Rektor UIN Malang, Prof Dr Abdul Haris MAg. (Foto: Doc. MalangTIMES)
Rektor UIN Malang, Prof Dr Abdul Haris MAg. (Foto: Doc. MalangTIMES)

MALANGTIMES - Indonesia merupakan negara majemuk yang memiliki banyak sekali perbedaan, mulai dari pulau, suku, ras, budaya, hingga agama. Untuk itu, sikap toleran merupakan hal yang mutlak untuk menjaga perdamaian.

Untuk itu, perguruan tinggi yang merupakan tempat para pemikir dan calon pemimpin, memiliki tanggung jawab menjaga toleransi di Indonesia. Yakni dengan menanamkan sikap toleran terhadap mahasiswanya. Dalam hal ini, Universitas Islam Negeri Maulana Malik Ibrahim Malang (UIN Malang) terus konsisten melakukannya.

Baca Juga : Ungkapan Mahasiswa Asing UIN Malang yang Terisolasi di Kampus

UIN Malang sangat menekankan pemahaman soal toleransi terhadap mahasiswa-mahasiswanya. Dimulai dari mahasiswa baru yang masuk ke dalam ma'had. "Kalau UIN Maulana Malik Ibrahim sejak awal sudah ditanamkan tentang toleransi yang dasarnya justru dari agama sendiri," ujar Rektor UIN Malang, Prof Dr Abdul Haris MAg kepada MalangTIMES.

Misalnya, lanjut Prof Haris, potongan ayat Lakum Dii Nukum Wa Liya Diin yang mempunyai arti “Bagimu agamamu, bagiku agamaku".

"Itu diajarkan di ma'had.
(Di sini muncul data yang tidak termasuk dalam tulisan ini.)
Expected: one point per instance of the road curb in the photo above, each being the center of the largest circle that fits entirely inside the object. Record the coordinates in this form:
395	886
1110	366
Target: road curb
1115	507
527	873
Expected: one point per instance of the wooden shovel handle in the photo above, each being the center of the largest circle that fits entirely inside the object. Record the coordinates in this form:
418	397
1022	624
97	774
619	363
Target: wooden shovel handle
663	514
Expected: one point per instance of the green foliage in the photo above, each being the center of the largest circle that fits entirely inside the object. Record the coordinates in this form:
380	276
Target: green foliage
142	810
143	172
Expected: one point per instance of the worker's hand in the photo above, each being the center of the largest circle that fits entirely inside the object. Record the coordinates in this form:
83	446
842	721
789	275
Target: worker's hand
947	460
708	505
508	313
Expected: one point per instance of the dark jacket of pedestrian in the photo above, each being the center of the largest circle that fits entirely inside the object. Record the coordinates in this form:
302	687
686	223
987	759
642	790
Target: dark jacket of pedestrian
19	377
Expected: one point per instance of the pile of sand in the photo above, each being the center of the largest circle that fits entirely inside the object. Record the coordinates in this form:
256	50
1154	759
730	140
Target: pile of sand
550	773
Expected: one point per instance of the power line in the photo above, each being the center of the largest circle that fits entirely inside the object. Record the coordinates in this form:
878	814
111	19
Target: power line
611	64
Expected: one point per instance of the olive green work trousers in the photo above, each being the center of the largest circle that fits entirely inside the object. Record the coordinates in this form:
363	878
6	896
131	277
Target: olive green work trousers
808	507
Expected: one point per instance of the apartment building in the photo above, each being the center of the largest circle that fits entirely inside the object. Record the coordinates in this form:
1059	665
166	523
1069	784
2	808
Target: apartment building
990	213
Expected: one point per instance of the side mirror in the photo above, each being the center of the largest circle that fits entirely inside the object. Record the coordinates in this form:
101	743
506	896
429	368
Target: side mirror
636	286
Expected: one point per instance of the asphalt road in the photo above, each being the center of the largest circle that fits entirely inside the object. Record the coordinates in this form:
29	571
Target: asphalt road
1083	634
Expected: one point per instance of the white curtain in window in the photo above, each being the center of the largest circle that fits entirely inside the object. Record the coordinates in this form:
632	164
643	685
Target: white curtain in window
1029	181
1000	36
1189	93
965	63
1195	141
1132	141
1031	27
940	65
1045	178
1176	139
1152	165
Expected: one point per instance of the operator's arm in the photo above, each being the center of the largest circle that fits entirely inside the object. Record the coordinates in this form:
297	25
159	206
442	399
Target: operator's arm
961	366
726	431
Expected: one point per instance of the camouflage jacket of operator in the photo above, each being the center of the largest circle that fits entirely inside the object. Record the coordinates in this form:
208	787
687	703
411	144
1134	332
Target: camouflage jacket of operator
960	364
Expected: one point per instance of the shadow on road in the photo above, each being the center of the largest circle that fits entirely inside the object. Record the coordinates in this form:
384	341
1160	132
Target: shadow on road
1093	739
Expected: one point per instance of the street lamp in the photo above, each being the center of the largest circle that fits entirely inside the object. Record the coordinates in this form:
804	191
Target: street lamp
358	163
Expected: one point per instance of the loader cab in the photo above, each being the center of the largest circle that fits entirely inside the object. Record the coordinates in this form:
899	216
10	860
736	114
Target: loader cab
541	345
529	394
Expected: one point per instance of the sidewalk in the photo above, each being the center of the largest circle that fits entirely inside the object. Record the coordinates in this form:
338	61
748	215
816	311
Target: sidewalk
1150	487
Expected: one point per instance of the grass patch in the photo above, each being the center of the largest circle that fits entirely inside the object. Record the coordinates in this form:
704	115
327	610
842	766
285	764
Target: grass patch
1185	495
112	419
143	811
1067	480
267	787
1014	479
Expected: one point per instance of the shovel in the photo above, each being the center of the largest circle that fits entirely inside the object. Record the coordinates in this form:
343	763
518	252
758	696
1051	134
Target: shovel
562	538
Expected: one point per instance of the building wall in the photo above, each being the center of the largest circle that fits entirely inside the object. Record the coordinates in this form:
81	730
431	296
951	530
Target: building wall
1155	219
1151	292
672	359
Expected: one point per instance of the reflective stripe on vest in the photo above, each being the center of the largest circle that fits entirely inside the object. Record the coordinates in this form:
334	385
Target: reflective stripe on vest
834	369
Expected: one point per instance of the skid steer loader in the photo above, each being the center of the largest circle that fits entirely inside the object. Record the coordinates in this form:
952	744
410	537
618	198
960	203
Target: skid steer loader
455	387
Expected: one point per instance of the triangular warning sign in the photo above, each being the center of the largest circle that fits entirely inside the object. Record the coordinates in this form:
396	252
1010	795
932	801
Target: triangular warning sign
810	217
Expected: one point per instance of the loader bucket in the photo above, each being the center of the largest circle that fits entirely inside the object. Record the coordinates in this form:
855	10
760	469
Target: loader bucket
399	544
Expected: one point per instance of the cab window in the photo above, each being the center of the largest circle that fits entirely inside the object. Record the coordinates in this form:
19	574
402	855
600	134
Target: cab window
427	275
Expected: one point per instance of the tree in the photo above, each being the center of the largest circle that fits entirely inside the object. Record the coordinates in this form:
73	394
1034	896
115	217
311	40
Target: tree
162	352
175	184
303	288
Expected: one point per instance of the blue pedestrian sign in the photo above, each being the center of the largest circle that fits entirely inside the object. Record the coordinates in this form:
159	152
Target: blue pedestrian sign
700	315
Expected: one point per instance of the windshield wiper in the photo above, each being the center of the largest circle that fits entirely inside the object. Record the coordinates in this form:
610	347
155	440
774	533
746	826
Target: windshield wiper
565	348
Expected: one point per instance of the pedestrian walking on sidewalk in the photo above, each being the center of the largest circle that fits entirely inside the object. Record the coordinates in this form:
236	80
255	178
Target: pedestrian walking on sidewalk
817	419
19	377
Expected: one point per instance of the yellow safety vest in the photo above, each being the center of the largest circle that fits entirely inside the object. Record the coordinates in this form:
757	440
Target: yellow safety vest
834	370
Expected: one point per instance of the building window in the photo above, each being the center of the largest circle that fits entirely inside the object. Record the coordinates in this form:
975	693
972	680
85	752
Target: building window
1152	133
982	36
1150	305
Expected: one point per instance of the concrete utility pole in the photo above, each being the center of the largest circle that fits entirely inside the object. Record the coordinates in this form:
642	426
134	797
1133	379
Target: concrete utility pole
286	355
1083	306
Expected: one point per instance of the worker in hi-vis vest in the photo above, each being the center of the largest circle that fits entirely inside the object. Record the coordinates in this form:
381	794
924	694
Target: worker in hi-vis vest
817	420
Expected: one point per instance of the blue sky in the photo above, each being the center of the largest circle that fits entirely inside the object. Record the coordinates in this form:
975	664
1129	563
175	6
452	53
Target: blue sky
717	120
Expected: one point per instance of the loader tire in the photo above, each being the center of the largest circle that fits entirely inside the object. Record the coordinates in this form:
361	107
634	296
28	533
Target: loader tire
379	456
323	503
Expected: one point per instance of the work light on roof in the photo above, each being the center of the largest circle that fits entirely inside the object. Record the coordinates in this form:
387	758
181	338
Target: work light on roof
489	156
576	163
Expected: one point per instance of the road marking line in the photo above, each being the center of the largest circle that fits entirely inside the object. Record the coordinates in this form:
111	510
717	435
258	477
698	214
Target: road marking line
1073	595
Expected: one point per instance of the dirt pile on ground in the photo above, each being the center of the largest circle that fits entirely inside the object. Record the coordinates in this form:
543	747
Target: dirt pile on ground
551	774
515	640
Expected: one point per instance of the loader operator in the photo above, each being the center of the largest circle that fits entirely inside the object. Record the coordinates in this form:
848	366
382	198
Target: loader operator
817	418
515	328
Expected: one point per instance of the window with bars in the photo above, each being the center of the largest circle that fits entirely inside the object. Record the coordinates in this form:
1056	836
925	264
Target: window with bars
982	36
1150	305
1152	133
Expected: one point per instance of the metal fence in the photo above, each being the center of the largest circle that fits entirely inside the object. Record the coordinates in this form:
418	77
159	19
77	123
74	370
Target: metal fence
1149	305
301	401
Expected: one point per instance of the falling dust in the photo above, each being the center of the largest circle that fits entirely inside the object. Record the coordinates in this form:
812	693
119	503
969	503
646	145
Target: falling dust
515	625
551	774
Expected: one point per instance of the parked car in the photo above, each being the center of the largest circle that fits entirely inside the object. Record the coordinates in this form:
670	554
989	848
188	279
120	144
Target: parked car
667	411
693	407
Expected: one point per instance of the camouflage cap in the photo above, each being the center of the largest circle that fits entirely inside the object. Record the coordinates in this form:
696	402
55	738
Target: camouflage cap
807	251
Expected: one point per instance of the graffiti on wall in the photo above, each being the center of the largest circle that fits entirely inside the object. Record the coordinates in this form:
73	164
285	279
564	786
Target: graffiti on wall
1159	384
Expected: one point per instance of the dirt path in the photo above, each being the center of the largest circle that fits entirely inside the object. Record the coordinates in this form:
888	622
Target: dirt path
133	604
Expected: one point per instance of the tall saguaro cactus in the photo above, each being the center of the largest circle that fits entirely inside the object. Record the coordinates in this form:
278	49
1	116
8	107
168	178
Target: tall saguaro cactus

Ini menandakan bahwa sesungguhnya Islam itu sangat toleran. Jadi hidup di pluralitas itu boleh. Mengapa demikian? Karena memang Allah mengajarkan begitu, bahwa kita itu berbeda, bahkan sesama Islam aja berbeda," bebernya.

Misalnya, ada muslim yang berjilbab, ada yang tidak, dan contoh-contoh lain. Hal ini, menurut Prof Haris, tidak bisa disalahkan. "Dengan demikian, maka sesungguhnya PTKIN (Perguruan Tinggi Keagamaan Islam Negeri) UIN Maliki mensupport luar biasa terhadap pluralitas keberagamaan ini," katanya.

Baca Juga : Masih Siaga Covid-19, UB Mudahkan Proses Daftar Ulang Mahasiswa Baru

Sementara, apabila terdapat mahasiswa yang telanjur memiliki sikap intoleransi, maka Menurut Prof Haris perlu dididik dengan cara diajak berdiskusi. "Jadi diajak berdiskusi, bahwa kehidupan kita di dunia, bukan hanya di Indonesia, itu plural. Kita harus menerima realitas yang ada. Nggak boleh saling menyingkirkan," ucapnya.

Apabila hal ini bisa dipahami, kata Prof Haris, insya Allah akan bisa meredakan ketegangan-ketegangan yang ada di dunia. Misalnya peperangan atau konflik yang tidak kunjung selesai. "Kita tahu di Timur Tengah misalnya sekarang antara Amerika dengan Iran. Ini harus disuarakan dari kita untuk menerima perbedaan," pungkasnya.